Beijing keeps Maoists, leftists under pressure amid release of Jasic labour activists

Oct 29, 2021

Beijing [China] October 29 : In a bid to keep up the pressure on Maoist leftists in the country, the Chinese authorities have not released a top Maoist editor who was detained during a labour rights movement at the Jasic Technology factory in China's Shenzhen city.
Chai Xiaoming, a former editor at the Maoist website Red Reference, has been in detention since his initial detention in 2019 by Chinese police, initially under 'residential surveillance at a designated location', Radio Free Asia reported.
However, several people connected to the Maoist faction in the ruling Chinese Communist Party (CCP) also informed Radio Free Asia (RFA) that Wu Lijie, the editor of the Maoist Red Flag Network was recently released from prison after being sentenced amid a 2018 crackdown on a Maoist-led labour movement at the Jasic Technology factory in the southern city of Shenzhen.
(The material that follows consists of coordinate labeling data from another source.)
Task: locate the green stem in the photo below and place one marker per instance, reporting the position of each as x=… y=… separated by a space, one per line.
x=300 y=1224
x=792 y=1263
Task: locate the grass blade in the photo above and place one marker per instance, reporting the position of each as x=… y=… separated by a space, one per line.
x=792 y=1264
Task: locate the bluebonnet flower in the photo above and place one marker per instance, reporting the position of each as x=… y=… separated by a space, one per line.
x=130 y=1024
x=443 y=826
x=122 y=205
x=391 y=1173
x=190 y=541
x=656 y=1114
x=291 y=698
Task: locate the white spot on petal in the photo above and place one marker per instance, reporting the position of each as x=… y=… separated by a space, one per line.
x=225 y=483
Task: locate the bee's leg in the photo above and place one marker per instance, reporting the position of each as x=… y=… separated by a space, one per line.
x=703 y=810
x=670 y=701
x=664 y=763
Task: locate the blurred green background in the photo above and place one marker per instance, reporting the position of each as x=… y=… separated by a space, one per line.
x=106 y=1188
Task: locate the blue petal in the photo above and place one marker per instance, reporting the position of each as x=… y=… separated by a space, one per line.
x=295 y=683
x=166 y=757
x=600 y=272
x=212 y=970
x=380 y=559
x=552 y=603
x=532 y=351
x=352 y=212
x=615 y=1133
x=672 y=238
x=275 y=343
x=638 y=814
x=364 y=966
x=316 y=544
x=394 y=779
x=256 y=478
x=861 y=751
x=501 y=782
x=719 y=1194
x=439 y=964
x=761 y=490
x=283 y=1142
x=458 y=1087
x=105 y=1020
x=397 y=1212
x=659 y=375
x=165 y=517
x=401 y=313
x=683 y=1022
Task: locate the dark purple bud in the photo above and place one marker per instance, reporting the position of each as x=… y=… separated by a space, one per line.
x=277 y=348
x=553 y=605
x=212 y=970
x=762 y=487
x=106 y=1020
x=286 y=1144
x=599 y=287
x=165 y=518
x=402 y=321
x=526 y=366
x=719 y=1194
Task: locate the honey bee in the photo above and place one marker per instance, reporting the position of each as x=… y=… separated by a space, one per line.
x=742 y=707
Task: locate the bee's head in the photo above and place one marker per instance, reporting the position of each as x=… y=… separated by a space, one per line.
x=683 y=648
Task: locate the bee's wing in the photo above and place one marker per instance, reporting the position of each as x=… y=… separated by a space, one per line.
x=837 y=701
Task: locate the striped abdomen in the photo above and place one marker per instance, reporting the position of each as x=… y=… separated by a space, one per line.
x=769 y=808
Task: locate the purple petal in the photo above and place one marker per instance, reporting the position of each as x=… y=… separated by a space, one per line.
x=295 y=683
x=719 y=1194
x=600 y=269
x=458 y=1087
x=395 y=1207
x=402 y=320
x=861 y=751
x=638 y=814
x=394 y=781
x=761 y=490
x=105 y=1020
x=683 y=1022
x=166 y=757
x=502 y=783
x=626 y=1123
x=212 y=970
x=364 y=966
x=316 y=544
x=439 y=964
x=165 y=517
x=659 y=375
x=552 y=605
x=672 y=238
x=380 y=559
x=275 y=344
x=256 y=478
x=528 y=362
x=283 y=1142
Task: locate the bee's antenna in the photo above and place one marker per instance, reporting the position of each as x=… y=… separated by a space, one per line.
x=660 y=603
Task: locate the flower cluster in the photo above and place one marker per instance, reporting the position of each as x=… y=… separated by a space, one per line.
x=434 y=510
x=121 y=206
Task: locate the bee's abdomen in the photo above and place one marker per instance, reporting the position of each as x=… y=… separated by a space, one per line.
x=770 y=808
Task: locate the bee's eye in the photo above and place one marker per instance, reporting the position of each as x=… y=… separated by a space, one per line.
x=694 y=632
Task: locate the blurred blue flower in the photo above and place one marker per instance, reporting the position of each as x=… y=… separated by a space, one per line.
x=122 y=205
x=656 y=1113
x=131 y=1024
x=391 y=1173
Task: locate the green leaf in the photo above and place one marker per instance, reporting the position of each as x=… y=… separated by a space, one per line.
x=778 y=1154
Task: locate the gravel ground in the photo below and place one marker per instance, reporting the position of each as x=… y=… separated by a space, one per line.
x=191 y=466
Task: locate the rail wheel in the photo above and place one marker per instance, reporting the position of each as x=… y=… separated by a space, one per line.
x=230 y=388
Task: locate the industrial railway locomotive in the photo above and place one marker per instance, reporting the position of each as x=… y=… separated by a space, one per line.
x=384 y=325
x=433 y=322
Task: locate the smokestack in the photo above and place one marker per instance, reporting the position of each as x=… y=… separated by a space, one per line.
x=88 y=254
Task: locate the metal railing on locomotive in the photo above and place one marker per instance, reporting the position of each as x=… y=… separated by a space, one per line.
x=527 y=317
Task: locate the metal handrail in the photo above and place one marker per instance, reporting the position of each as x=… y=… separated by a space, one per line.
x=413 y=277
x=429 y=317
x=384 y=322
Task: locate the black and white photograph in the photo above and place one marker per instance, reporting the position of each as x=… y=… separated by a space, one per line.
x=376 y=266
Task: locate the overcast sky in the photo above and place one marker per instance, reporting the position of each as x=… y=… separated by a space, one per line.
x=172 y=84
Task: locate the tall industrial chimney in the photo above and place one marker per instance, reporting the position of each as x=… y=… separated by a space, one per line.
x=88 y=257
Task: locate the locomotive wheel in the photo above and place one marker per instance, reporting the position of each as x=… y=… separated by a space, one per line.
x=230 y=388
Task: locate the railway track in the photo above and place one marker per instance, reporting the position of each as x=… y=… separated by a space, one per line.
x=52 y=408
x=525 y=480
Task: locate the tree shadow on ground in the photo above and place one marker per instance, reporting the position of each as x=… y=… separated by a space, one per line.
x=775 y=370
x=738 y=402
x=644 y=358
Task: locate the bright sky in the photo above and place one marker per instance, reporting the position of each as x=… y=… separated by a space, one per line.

"Wu Yishan got out after three years just recently," a Maoist said adding that "another guy, Chai Xiaoming, is still being held in Nanjing Detention Center; he's been there for two years and seven months."
Meanwhile, at least 44 labour activists, students, and recent graduates of China's top universities have been 'disappeared' or detained since the nationwide crackdown on the Jasic labour movement, which started in July 2018 and continued with further waves of arrests and detentions in August, September, November, and January, Radio Free Asia reported.
In July 2018, police in Guangdong province had detained several workers at Jasic Technology, a welding equipment manufacturer in the city of Shenzhen, after they attempted to form an autonomous union under the auspices of the All-China Federation of Trade Unions, the sole legal vehicle for workers' rights in China, Human Rights Watch informed.
The workers had long complained about low wages, poor working conditions, and management abuses.
After learning about the arrests on social media, dozens of concerned college students and recent graduates from across the country went to Shenzhen to protest. Wearing T-shirts with portraits of workers and singing socialist anthems, the students said that they were "Marxist" and they 'stood with workers', Human Rights Watch said.